The statements made herein provide background information related to the present disclosure and may or may not constitute prior art.
Exploring, drilling and completing hydrocarbon and other wells are generally complicated, time consuming, and ultimately very expensive endeavors. As a result, over the years, a significant amount of added emphasis has been placed on well monitoring and maintenance. Once more, perhaps even more emphasis has been directed at initial well architecture and design. All in all, careful attention to design, monitoring and maintenance may help maximize production and extend well life. Thus, a substantial return on the investment in the completed well may be better ensured.
In the case of well monitoring and logging, mostly minimally-invasive applications may be utilized which provide temperature, pressure and other production related information. By contrast, well design, completion and subsequent maintenance, may involve a host of more direct interventional applications. For example, perforations may be induced in the wall of the well, debris or tools and equipment removed, etc. In some cases, the well may even be designed or modified such that entire downhole regions are isolated or closed off from production.

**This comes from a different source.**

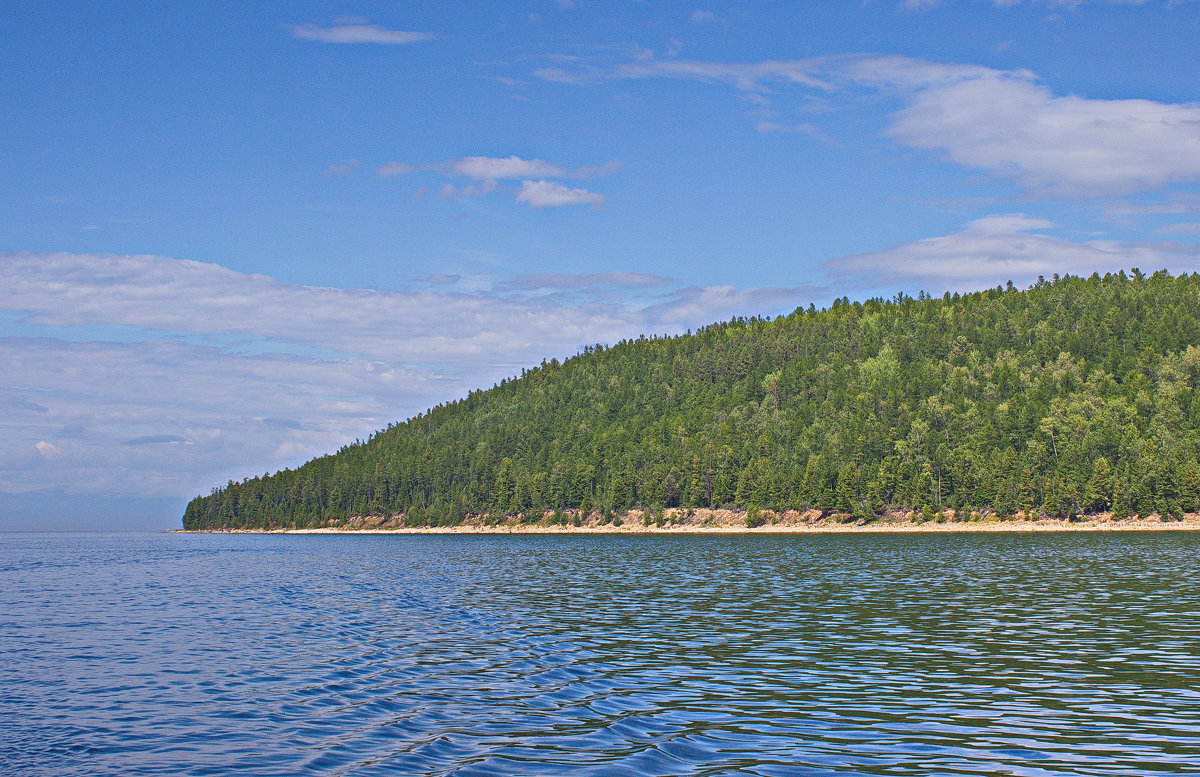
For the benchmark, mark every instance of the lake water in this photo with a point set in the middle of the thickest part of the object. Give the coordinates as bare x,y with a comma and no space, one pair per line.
1035,655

Such is often the case where an otherwise productive well region is prone to produce water or other undesirable fluid that tends to hamper hydrocarbon recovery.
Closing off well regions as noted above is generally achieved by way of setting one or more inflatable packers. Such packers may be set at downhole locations and serve to seal off certain downhole regions from other productive regions. Delivering, deploying and setting packers for isolation may be achieved by way of coiled tubing, or other conventional line delivery application. The application may be directed from the oilfield surface and involve a significant amount of manpower and equipment. Indeed, the application may be fairly sophisticated, given the amount of precision involved in packer positioning and inflation. As noted further below, proper packer inflation, in particular may be quite challenging, given the high and variable temperature and pressure extremes often present downhole which can affect fluid inflation.

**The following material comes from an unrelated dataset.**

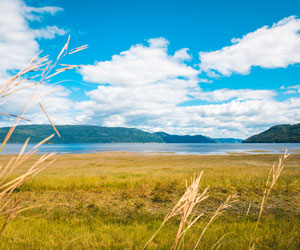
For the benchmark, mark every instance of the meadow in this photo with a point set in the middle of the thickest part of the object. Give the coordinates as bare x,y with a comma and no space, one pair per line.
118,200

Unfortunately, isolation of a downhole region generally requires positioning and deployment of at least two packers. For example, where a perforated region of a well is to be isolated, packers may be deployed at either side of downhole perforations. This is due to the fact that it is unlikely that the perforated downhole region is of such a limited size so as to be fully occluded by deployment of a single conventionally sized packer (i.e. generally less than about two feet in length). As a result, cutting off the noted downhole region requires multiple packer delivery applications, thus increasing expenses associated with the manpower, equipment and, perhaps most importantly, time, are significantly increased.
In addition to the expenses associated with packer delivery and deployment applications, the effectiveness of packer isolation itself is often less than desirable. For example, once a well region is identified for isolation, such as where water production is detected, the isolation is generally sought for the remaining life of the well. As a practical matter, this means that packer isolation of the region may be desirable for up to twenty years or more. However, for the reasons described below, it is unlikely that packer isolation of such a region would be reliable for such durations.

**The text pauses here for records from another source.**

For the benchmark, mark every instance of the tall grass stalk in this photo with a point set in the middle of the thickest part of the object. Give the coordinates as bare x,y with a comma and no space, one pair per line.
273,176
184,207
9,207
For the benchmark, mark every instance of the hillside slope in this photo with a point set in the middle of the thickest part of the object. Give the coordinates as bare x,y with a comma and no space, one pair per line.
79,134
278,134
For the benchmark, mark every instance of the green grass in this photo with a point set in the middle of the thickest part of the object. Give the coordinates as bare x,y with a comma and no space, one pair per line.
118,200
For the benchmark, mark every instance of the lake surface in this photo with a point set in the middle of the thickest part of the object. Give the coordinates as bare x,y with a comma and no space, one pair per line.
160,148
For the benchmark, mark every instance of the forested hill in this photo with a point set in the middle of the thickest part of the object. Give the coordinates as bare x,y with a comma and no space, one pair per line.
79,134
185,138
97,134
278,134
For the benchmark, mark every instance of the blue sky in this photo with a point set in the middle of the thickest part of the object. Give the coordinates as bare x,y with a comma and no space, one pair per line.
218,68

Changing well conditions may have a significant impact on proper packer inflation and sealing off of the well region. More specifically, as pressure and temperature rise, the fluid employed for packer inflation, as well as the packer material itself, may tend to be more expansive. In one sense, this may promote sealing of the packer at the well wall. However, this may also lead to bursting of the packer, complete failure of the isolation, and even the undesirable introduction of packer inflation fluid to the downhole environment. Alternatively, as pressures and temperatures drop, such fluid and materials may contract. Thus, a once properly sealing packer may ultimately lose its seal and fail to provide the desired isolation. Once more, fairly dramatic variability in pressure and temperature are not uncommon to the downhole environment. As such, it is not uncommon for a properly set packer to later fail due to bursting or contraction as a result of the dynamic downhole conditions.
Attempts have been made to address the dynamic condition of downhole pressure swings. Indeed, a whole host of pressure compensation tools and techniques have been developed and incorporated into many state of the art packer assemblies. Unfortunately, such techniques substantially fail to account for downhole temperature swings which may play just as large a role in packer failure. Furthermore, such techniques fail to address expenses associated with the requirement for multiple packer delivery applications over the course of isolating a single downhole region.
Indeed, each delivery application itself faces its own set of challenges. These may include the possibility of premature inflation or other hazards associated with the deployment of the packer via fluid means. Nevertheless, as a practical matter, current techniques for isolation of single downhole well region are substantially limited to the employment of multiple packer delivery applications involving such fluid inflation.